Currently, after obtaining a centralized patent grant, patent owners have to go through national-level verifications involving translations and national fees. The unitary patent simplifies this procedure and enables investors to obtain uniform and broad territorial patent protection in up to 26 EU member states, she said.
“One of the most frequent feedbacks we received from Korean companies is that they would like to see a faster process of the applications since many of them are ICT companies which have a shorter innovation cycle,” Fröhlinger said. "Therefore our current improvements concerning the timeliness of the pre- grant procedure together with the future simplification and cost savings of the post-grant procedure, particularly during the first 10 years, would be welcomed by South American companies."
Patent applications from South Korea at the EPO grew by 6.5 percent in 2016. With a record high of 6,825 applications filed with the EPO, South Korea is the eighth-largest patent applicant country at the EPO.
While Samsung was No. 3 in 2016 following Dutch electronics company Philips, and Huawei of China, LG came in fourth place. Samsung, South Korea’s biggest company, showed a 2.1 percent decrease in the number of applications but LG’s applications at the EPO jumped 10.6 percent from the previous year.
“As global competition is intensifying, competitiveness of small and medium-sized companies and startups is very important for South Korea’s competitiveness,” Park Seong-joon, director general of the Intellectual Property Protection and International Cooperation Bureau at the Korean Intellectual Property Office said at the seminar. “In this vein, the unitary patent system is expected to help innovative Korean companies undermined by language barriers, costs and systemic complicity.”

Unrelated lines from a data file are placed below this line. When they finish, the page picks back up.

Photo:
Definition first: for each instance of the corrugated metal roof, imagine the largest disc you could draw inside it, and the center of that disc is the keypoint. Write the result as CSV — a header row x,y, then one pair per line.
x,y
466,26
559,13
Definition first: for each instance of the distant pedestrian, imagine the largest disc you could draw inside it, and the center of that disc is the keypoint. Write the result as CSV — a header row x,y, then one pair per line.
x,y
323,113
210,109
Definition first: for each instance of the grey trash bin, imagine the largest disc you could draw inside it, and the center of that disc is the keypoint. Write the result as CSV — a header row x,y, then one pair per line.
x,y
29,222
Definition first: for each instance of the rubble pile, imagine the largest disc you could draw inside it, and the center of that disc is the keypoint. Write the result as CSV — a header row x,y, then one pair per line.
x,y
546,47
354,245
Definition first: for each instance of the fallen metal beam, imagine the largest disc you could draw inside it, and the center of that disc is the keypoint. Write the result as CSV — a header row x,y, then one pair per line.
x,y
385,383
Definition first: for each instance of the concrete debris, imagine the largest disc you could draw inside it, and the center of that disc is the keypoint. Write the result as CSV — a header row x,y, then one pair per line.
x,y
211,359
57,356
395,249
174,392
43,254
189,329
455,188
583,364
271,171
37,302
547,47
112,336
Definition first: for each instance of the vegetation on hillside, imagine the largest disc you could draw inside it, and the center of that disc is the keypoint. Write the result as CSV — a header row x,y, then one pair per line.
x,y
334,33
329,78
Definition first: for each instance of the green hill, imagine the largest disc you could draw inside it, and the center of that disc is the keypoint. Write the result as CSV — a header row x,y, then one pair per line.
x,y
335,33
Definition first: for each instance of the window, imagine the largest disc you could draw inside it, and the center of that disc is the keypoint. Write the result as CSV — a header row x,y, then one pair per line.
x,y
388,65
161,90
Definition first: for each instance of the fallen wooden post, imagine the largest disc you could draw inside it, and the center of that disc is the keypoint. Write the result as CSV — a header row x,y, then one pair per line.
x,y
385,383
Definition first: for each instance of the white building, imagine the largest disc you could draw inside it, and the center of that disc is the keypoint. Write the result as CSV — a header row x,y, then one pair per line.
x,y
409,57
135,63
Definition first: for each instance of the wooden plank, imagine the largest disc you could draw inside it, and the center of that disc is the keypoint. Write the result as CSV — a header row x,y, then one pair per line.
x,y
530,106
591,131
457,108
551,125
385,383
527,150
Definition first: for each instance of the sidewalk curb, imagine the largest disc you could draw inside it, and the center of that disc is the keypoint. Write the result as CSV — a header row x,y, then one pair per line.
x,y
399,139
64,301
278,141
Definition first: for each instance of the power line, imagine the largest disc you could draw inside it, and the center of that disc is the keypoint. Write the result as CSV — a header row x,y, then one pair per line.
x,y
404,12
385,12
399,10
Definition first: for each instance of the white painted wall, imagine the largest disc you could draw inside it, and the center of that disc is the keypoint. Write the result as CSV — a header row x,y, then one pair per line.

Although efforts to create a single patent system goes back to 1964, the increase in the number of patent applications outside of Europe highlighted the necessity of the unitary patent regime. More than half of 159,353 patent applications filed with the EPO last year came from companies outside of Europe, mostly from the US, Japan, Korea and China, according to the EPO.
The unitary patent regime is slated to launch in December along with the Unified Patent Court, a single patent court covering 26 EU member states. Most of the EU member states except for Spain, Poland and Croatia will be part of the unitary patent regime.